Un sonoro trueno llenó por completo el vacío del salón, y el relámpago estremecedor que le siguió, iluminó de forma centelleante la enorme lámpara en forma de aterradora araña que de él colgaba. La mirada de don Manuel centro su atención en la sombra que se proyectaba en el suelo, y las lágrimas que nunca emergieron, surcaron incontenibles las grietas de su rostro.
—Liberación era lo único que podía ofrecerles, y eso obtuvieron de mi parte, misericordia. No dicté sentencia, solo obré en consecuencia.
—La suerte está echada —resonó en su cabeza.
—¿Y ahora? —requirió don Manuel nuevamente al abismo.
—No preguntes. Tu destino no está en tus manos, ya no. Tu tiempo termina ahora.
La enorme lámpara se bamboleaba de un lado a otro disfrutando de su recompensa, incluso parecía dibujarse una mueca de sorna entre el retorcido entramado de patas de metal y ojos cristalinos. El vaivén del péndulo marcaba el tempo que reinaba entre el ahora y el después del tránsito, y cada balanceo del mayor de los Aldonza suponía un paso más hacia el encuentro de su destino.
—Misericordia… —musitó don Manuel en un último suspiro, mas no por arrepentido.
—¡Justicia! —espetó un grito salido de la nada de forma atronadora.

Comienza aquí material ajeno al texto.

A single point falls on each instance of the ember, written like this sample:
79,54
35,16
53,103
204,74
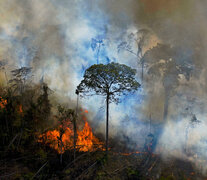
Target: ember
86,141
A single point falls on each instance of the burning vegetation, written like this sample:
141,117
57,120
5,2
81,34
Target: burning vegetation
86,141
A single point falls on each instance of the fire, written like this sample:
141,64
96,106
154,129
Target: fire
3,102
85,141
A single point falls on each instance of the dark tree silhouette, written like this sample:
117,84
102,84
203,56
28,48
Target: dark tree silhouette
111,81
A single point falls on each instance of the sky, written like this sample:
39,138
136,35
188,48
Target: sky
56,38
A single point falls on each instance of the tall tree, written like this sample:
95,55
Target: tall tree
111,81
135,44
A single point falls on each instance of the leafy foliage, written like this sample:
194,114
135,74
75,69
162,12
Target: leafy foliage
112,79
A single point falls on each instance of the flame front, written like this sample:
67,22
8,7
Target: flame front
86,141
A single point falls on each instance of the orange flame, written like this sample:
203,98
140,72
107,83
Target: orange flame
85,141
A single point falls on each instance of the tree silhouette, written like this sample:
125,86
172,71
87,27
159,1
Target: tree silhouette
111,81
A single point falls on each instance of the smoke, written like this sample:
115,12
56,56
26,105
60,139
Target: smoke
54,38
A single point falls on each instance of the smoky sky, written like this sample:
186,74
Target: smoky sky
54,38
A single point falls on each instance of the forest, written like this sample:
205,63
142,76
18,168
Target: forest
103,90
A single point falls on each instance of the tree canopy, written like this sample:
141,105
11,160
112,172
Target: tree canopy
112,79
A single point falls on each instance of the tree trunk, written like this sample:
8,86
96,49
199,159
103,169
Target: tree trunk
165,113
75,128
107,122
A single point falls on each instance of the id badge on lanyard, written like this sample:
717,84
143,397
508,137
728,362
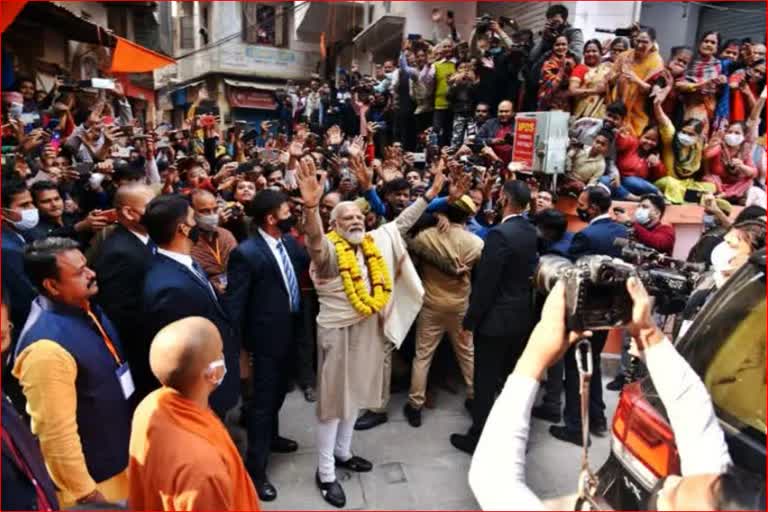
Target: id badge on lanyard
125,378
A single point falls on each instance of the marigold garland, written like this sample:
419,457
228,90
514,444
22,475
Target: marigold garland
354,287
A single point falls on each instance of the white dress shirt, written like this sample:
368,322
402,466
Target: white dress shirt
497,473
144,239
272,243
186,260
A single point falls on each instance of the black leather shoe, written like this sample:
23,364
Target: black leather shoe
309,394
464,442
617,383
412,414
356,464
545,413
370,419
332,492
265,490
283,445
569,436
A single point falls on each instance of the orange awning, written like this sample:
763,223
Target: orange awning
9,9
130,57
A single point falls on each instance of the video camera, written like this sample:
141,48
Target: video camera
596,286
669,280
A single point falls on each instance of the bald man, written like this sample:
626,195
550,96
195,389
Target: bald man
121,263
181,455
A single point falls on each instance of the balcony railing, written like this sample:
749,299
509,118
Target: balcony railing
238,58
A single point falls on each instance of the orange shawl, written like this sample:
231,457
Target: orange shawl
183,458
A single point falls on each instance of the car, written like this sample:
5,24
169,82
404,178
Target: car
725,345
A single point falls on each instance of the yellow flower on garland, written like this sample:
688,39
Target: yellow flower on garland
352,279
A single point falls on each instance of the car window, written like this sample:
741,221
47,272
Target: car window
736,375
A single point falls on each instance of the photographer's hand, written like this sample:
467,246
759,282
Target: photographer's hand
643,329
549,339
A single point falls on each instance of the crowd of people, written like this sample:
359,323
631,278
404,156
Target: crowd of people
161,286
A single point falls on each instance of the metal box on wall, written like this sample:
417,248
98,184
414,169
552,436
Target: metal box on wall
541,141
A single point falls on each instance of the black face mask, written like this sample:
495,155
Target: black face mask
194,234
583,214
285,225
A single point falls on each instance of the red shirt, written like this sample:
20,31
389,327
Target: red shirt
660,237
630,163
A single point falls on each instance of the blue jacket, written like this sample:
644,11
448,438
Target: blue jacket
103,413
172,292
258,299
598,239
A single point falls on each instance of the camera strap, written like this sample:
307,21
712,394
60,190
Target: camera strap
587,484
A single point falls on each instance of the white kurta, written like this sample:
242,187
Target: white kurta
351,347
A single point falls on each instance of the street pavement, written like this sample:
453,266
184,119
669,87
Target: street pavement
417,468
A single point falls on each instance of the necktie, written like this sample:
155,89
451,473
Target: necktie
293,286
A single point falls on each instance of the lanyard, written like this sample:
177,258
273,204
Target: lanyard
104,335
217,253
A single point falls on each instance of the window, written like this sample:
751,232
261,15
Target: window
265,24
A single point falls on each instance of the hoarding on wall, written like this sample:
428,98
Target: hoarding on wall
523,150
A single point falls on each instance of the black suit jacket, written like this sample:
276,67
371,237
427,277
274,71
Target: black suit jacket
121,264
257,298
172,292
500,303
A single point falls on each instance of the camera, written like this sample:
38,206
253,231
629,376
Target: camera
483,23
596,293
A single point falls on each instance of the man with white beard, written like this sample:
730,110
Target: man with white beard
369,295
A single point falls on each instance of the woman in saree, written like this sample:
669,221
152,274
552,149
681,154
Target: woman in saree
555,77
588,83
631,73
702,82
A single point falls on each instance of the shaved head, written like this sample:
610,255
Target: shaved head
135,195
181,352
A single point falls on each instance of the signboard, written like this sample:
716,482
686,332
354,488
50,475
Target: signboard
249,98
523,150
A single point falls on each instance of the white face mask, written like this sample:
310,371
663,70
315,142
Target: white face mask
219,363
642,216
734,139
29,219
685,139
207,222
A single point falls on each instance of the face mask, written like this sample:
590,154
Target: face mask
721,258
219,363
285,225
685,139
207,222
194,234
29,219
642,216
709,221
734,139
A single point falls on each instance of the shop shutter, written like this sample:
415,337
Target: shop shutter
731,20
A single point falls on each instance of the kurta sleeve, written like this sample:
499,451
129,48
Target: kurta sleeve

La mansión resonaba al compás de la tormenta, mientras la figura de un felino parecía danzar en el salón de la vetusta casona. Los relámpagos primero, o quizá eran los truenos, todo se mezclaba en una confusa cacofonía de sonidos, luces ambarinas y sombras fantasmagóricas. Tan solo el hipnótico balanceo del improvisado péndulo parecía eterno. La tormenta fue amainando poco a poco, hasta que un sonoro silencio terminó por hacerse dueño del vacío. Solo el cazador de ojos del color de las ascuas alteraba la impostada calma, paseando crispado bajo la desmañada figura de un ahorcado, custodiado por un siniestro entramado de cientos de ojos cristalinos y retorcidas patas de araña.